Matters changed after 1928, when Alpine racers adopted the Amstutz spring and the Kandahar cable binding to hold down the boot heel for better ski control. They were now able to steer with better assurance and, helped by the also-new steel ski edges, to edge with as much power and accuracy as low boots would provide. A transitional decade followed, in which springy heel cables and leather boot soles permitted an inch or two of heel lift. With heels locked down, however, it took more muscle to push the downhill ski forward, and many Alpine racers fell into a scissoring habit.
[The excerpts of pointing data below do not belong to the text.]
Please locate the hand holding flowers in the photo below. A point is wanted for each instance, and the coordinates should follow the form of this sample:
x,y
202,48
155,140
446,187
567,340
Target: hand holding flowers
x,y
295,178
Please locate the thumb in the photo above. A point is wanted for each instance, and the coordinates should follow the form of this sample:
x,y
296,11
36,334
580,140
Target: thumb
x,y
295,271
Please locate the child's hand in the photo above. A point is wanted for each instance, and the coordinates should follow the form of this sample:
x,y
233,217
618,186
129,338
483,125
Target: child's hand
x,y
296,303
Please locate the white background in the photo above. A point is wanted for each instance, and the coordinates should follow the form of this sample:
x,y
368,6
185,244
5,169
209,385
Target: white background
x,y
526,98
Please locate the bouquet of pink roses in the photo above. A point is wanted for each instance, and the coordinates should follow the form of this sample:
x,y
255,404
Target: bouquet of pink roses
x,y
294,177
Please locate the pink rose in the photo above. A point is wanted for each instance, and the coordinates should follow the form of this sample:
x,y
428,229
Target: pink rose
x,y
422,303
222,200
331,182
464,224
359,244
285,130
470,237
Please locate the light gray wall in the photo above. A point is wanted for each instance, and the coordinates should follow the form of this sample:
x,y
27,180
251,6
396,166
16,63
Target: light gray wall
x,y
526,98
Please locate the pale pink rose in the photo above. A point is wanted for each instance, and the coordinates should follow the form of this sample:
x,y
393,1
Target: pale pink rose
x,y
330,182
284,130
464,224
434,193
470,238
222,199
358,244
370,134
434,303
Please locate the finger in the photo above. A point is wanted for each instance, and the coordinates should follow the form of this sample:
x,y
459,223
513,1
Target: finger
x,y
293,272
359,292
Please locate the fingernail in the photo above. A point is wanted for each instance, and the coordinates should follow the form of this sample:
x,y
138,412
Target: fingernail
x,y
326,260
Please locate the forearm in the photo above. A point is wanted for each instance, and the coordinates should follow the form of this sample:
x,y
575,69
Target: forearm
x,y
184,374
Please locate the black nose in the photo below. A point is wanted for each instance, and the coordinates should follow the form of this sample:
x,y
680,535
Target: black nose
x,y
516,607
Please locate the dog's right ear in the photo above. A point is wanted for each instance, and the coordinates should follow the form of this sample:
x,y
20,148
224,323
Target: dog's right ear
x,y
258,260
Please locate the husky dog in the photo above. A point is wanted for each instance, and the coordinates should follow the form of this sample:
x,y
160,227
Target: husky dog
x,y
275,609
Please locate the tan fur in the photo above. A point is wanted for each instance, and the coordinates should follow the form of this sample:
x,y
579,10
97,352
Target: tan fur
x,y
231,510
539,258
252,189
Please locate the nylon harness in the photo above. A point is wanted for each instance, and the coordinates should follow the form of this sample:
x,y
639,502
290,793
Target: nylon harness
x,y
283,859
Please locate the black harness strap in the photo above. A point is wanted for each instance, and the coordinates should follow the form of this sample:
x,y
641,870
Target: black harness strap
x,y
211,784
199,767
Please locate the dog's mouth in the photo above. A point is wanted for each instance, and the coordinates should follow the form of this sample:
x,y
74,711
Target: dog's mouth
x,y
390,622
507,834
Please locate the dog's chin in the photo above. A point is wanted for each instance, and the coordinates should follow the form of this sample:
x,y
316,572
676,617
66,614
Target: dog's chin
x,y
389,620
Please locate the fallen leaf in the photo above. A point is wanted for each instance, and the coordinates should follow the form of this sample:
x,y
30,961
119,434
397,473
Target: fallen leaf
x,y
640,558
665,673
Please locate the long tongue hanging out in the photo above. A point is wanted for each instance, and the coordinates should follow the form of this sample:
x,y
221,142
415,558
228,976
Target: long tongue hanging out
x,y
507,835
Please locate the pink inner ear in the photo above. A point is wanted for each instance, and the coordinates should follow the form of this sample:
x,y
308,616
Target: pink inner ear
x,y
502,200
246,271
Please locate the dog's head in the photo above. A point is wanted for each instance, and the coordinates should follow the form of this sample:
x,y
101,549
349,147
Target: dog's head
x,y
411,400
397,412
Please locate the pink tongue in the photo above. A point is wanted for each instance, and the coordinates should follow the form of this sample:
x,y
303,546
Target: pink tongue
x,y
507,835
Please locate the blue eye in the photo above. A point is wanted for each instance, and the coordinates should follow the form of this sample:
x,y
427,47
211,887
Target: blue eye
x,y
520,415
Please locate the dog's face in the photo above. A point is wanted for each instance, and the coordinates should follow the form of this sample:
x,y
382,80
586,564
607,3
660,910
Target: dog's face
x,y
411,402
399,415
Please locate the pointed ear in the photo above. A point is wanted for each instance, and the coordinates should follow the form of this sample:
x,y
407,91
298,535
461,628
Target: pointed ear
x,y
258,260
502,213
But the fastest skiers minimized lead change. Toni Seelos of Seefeld locked his heels down solidly and invented the parallel turn; by learning to use the
entire length of the steel edge, he limited the amount he allowed the inside, or uphill, ski to lead. Dick Durrance then brought that technique to
North America. By 1938, Benno Rybizka, writing on behalf of the Hannes Schneider Ski School (The Hannes Schneider Ski Technique, 1938) never demonstrated a stem without pushing the outside ski ahead. And Dartmouth Coach Walter Prager (Skiing, 1939) advised little or no lead change, or a little outside lead with the stem.
As late as the 1960s, Sir Arnold Lunn advised his friends that the secret to effortless turns was to lead with the outside, weighted ski. But the era of higher, stiffer boots locked the ankle in a strong, safe vorlage position, which had the effect of
pushing the uphill ski forward. To most skiers, it felt natural to allow the lead to change as the skis passed through the fall line. In fact, this effect was encouraged at the time. In Ultimate Skiing (2010), Ron LeMaster wrote, “Back in the 1950s and 1960s, skiers were often taught to deliberately shove the inside ski ahead . . . when starting a turn, and many thought that the lead change a good skier made going from one turn to the next was a fundamental movement of good turns.” Only stronger skiers learned to hold the tips even so as to use the power of the entire outside ski.
Today, coaches and technicians spend a lot of time demonstrating how to load the boot heel without relieving pressure between the shin and boot tongue. The best way to do this? By advancing the outside ski and keeping the tips even.